My directional scanner is clear of all but planets and moons in the C3. Opening the system map to see the C3 is around 110 AU in radius explains why there is little to see within range of d-scan. At least my notes tell me there was a tower here on my last visit two months ago, and warping to its location finds it still there but empty. Launching probes and blanketing the system sees no obvious activity amongst the twenty signatures, one of which will be an exit to low-sec empire space. I start looking for it.

As I am scanning a ship is revealed by my combat probes. I imagine it's on a wormhole and, sure enough, one more scan confirms the presence of a wormhole and that the ship is a Tengu strategic cruiser. I head over to take a look but by the time I have warped the 120 AU the Tengu has gone. The wormhole remains, the static connection to low-sec, and it flares as I bookmark its position. The Tengu, or maybe a different Tengu, appears before disappearing again as it activates its cloak. He doesn't look local.

Further scanning finds two more wormholes, both K162s from low-sec, and neither being an obvious source of the Tengu. Otherwise, all I find is a nice mix of rocks and gas in the system. I jump out of the three connections to low-sec to get their exit systems, hoping at least one will be close to our docked ships, but don't get lucky tonight. One K162 comes from the Sinq Laison region and is close to Jita, if not our ships, the second from Metropolis and far from everything. The static wormhole exits to the Placid region and is as inconvenient as the Metropolis connection. There is also no sign of the Tengu anywhere.
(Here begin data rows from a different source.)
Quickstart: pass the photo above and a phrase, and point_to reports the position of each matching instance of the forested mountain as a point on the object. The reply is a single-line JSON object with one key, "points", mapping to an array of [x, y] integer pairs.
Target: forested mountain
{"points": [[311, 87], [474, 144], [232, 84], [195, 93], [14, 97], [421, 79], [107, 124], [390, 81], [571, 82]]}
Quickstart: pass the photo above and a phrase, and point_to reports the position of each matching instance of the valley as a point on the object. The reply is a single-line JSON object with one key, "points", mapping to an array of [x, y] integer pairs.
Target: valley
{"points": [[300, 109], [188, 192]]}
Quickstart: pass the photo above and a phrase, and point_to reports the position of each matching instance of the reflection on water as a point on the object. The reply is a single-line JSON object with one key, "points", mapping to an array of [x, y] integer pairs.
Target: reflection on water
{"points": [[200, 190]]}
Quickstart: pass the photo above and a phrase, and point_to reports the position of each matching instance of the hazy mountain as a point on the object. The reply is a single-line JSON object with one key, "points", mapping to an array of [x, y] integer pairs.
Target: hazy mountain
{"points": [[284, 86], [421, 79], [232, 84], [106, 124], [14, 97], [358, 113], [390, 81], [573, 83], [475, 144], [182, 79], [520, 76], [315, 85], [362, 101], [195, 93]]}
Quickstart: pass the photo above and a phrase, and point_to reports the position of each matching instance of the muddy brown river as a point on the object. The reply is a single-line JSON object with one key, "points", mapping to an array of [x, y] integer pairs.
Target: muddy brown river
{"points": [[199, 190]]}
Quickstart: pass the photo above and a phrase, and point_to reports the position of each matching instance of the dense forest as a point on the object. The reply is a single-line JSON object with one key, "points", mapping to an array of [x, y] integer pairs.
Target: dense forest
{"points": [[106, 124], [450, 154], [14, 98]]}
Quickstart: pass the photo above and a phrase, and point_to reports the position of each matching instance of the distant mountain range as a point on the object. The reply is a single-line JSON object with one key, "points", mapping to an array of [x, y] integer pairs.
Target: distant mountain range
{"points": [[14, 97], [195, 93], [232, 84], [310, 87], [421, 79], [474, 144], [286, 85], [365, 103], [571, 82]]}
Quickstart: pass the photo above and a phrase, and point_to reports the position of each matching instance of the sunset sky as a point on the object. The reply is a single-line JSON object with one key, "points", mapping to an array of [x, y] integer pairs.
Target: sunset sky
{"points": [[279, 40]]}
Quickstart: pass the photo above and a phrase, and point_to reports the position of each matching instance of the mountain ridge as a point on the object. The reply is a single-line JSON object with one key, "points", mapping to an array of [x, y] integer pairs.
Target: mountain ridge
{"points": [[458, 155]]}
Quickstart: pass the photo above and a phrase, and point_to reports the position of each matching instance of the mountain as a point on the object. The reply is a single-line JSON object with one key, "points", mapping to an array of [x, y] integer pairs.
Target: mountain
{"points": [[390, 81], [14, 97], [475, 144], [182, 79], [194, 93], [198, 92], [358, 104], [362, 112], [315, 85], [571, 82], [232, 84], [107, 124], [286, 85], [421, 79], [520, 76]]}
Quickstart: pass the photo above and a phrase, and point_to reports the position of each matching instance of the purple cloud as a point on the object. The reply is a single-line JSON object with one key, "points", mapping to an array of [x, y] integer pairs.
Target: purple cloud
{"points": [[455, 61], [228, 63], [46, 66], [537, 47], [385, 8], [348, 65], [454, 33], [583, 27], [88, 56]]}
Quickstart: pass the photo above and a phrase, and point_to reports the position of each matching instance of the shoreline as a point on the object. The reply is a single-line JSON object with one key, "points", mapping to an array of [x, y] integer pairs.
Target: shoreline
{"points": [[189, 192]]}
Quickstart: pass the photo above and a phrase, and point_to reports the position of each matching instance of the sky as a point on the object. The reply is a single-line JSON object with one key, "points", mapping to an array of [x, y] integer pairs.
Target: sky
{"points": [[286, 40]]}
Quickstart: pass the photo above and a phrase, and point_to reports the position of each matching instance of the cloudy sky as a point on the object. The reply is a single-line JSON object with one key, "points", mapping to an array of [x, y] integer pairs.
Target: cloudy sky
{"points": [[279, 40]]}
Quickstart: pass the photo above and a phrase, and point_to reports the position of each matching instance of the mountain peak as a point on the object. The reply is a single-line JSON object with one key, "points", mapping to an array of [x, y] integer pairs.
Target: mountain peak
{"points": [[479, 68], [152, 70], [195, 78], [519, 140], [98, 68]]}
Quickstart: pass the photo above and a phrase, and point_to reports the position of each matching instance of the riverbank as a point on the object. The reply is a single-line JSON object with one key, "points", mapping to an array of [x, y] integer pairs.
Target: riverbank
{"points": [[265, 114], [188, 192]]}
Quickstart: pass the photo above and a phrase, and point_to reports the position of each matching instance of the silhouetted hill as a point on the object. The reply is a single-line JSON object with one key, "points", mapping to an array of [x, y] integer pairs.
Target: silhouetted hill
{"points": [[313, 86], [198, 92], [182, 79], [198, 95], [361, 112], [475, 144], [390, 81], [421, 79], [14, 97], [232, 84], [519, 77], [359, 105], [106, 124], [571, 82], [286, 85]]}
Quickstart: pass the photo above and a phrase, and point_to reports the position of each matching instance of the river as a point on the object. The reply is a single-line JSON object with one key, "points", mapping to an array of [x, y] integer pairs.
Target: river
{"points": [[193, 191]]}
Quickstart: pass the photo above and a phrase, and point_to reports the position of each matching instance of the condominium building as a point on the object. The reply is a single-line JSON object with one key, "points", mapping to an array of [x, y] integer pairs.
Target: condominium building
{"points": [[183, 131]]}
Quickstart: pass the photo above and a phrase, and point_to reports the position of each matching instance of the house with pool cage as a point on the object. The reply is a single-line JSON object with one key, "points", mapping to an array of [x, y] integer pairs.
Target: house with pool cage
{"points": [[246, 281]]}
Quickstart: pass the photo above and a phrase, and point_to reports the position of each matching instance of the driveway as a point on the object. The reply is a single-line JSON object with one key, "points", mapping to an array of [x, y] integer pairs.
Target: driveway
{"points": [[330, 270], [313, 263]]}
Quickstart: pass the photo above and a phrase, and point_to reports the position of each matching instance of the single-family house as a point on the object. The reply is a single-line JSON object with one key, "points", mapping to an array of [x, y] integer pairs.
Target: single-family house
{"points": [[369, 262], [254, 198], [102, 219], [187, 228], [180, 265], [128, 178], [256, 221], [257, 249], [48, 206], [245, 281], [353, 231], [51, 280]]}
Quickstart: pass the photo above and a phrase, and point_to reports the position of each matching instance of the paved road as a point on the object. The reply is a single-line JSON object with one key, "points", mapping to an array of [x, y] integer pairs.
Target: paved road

I jump back to the C3, which remains empty as far as I can tell, and head home. Now that I can get home from empire space through the C3 I can explore the C2, which looks promising at first, with an Orca industrial command ship and two Iteron haulers visible on d-scan when I jump in. I find the two towers in the system and see both Iterons piloted, and can even launch probes covertly on the edge of the system, but prospects here look dull.

There are only the three ships in the system, but only two signatures and one anomaly. One signature is the connection to our home system, the other no doubt an exit to k-space, and I can't scan the second wormhole without my probes being spotted. Not that I suppose I want another connection to empire space right now, unless it happens to exit to the system where our ships are docked, because the EOL connection cannot be relied upon. Neither Iteron is moving, or looks like it will, so I leave this system behind me.

There's little activity and not much option for bringing ships in beyond long individual journeys through high-sec, so I head to low-sec and scan for more w-space to roam through. The low-sec system in Sinq Laison has a bunch of signatures to resolve, but only an EOL K162 from class 2 w-space is sitting amongst the one radar and two magnetometric sites, some ruins, and a sronghold. The C2 is completely quiet, unsurprisingly given the emptiness of space recently, and there are too many signatures here for me to want to sift through them looking for the second wormhole, or another K162, particularly as my head's starting to hurt. I think it's time to call it a night, and turn my ship around to go home.